Why CEO Pay Matters to Stock Performance
Money isn’t everything.
It may strike you as an odd thing to say since the point of investing is to make money.
However, it turns out that when there’s an obsession with money on a multitude of levels, things can backfire, including in terms of corporate performance.
Widening Wage Gap
It’s no secret that the gap between the very rich and everyone else has widened sharply, with corporate bigwigs commanding ever bigger pay packages. In 1970, U.S. CEOs, depending on whose figures you use, on average were paid around 10 times more than the median earned by their employees. Today, the ratio has soared to more than 250:1, and some estimates put it as high as 500:1. Whichever figure you use, it’s many times higher here than anywhere else. In Germany, Great Britain, France, and Japan, for instance, the average ratio is less than 20:1.
Whether this bothers you or not on moral grounds, the data indicates that companies with the highest-paid executives tend to underperform in the stock market. That corresponds with other areas where more money spent doesn’t produce better outcomes. For instance, the U.S. spends far more per capita on health care than any other country. Yet life expectancy here recently tumbled to levels not seen since 1996. It’s now at about 76 years – around four years below Chile, a country we outspend by more than 4:1.
It’s a similar story for education. Every three years, around 80 countries participate in giving tests to 15-year-olds. In today’s world, the most important skill tested is in math. In the early 1970s and before, our high schools were known for graduating highly trained math students. Today – although only tiny Luxembourg outspends us on a per-capita basis on education – we’re 37th in the world in math scores.
Higher CEO Pay Correlated With Stock Under-Performance
And mattering the most to investors, the principle that money isn’t the key to better outcomes shows up in corporate performance. In their proxy statements, companies must include salaries of officers along with the median salary of employees. We looked at the latest list for S&P 500 companies and compared the stock market performance of the 15 companies with the lowest ratios to that of the 15 with the highest ratios.
It turns out that over the past five years, the low-ratio companies outperformed the high-ratio companies. What makes this striking is that this is true despite incentives paid to executives who boost stock performance. It seems that a focus on high executive compensation can partially backfire by failing to motivate the company as a whole. A smaller pay gap seems to boost the entire company. On this count, a nod goes to a group of London-based social psychologists who have shown that the more a person cares about money, the more likely that person is to treat other people as mere objects.

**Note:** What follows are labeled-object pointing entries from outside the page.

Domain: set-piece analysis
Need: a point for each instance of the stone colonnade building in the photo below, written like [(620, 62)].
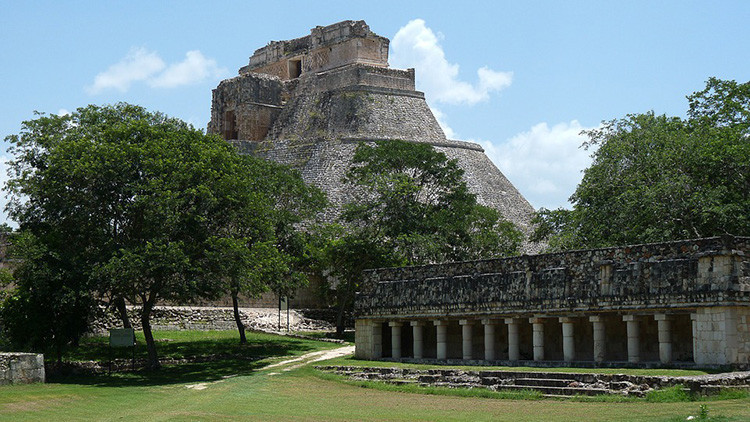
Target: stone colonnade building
[(678, 303)]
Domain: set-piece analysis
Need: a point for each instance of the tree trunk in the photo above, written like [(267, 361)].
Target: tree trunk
[(340, 316), (237, 319), (153, 359), (122, 310)]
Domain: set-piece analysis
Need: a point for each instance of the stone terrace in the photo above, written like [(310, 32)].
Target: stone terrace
[(685, 301)]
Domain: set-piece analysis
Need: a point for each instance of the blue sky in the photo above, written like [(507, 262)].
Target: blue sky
[(521, 78)]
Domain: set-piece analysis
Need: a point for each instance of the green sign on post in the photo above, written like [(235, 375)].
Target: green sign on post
[(122, 337)]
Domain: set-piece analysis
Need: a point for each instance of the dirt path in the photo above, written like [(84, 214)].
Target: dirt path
[(288, 365), (311, 357)]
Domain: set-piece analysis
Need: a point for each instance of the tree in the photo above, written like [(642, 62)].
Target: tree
[(657, 178), (411, 206), (125, 203), (263, 244)]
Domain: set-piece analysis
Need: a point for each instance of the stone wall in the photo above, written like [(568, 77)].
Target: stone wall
[(21, 368), (675, 275), (345, 94), (326, 47)]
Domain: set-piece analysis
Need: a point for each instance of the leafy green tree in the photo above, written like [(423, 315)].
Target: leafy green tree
[(411, 206), (657, 178), (125, 203), (263, 245), (50, 304)]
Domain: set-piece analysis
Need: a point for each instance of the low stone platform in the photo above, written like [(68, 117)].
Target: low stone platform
[(21, 368), (553, 384)]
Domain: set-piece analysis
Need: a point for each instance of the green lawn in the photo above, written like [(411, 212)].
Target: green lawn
[(239, 389)]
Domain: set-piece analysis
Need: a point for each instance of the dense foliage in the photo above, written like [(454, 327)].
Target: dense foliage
[(657, 178), (119, 203)]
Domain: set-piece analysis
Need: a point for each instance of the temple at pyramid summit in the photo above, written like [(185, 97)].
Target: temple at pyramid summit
[(309, 101)]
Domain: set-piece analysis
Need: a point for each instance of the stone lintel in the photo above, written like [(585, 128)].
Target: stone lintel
[(536, 320), (566, 320)]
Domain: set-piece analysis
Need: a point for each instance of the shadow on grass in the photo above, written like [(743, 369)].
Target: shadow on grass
[(223, 358)]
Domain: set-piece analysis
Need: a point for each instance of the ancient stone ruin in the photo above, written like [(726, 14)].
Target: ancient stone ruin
[(682, 303), (309, 101)]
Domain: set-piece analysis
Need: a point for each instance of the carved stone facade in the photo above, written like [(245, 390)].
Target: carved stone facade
[(676, 303), (309, 101)]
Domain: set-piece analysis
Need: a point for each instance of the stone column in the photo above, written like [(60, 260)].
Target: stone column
[(514, 349), (442, 338), (569, 345), (466, 335), (538, 337), (634, 342), (396, 339), (489, 339), (665, 337), (600, 342), (377, 339), (418, 331)]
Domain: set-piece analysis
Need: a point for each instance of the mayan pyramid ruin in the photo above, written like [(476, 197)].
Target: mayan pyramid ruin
[(309, 101)]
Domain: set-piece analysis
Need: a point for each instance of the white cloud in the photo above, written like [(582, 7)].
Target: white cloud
[(441, 118), (415, 45), (138, 65), (544, 163), (141, 65), (193, 69)]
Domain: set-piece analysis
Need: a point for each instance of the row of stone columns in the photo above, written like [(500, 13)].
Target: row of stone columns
[(568, 338)]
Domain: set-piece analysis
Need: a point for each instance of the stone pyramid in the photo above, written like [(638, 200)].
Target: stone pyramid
[(309, 101)]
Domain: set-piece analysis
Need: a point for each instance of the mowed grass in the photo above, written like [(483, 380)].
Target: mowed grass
[(240, 389)]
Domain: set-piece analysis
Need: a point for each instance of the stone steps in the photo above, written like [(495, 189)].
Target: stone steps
[(543, 382), (554, 391), (552, 384)]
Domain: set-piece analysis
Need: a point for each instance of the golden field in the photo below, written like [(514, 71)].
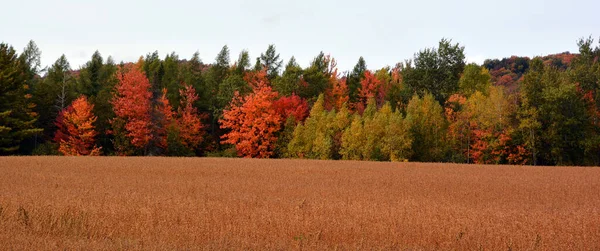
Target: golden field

These results are meant to be only suggestive. Companies may have high pay gaps for various reasons, such as employing a lot of part-time workers. Still, given the higher performance of the lower-ratio 15, the suggestion is that too large a pay gap may create a work environment in which employees don’t feel valued and so don’t do their best. Pay gaps are intrinsic to capitalism, and we’re all for them. But if they become too great, and the big boss regards employees as tools, not as valued team members, the overall results may be negative for the company.
Pay gaps aren’t the only metric we could have looked at. For instance, comparing total CEO compensation yields similar results, is strongly correlated with pay gaps, and is possibly less dependent on the type of business involved. Whatever metric you use, the message is that while money is good, there can be too much of a good thing.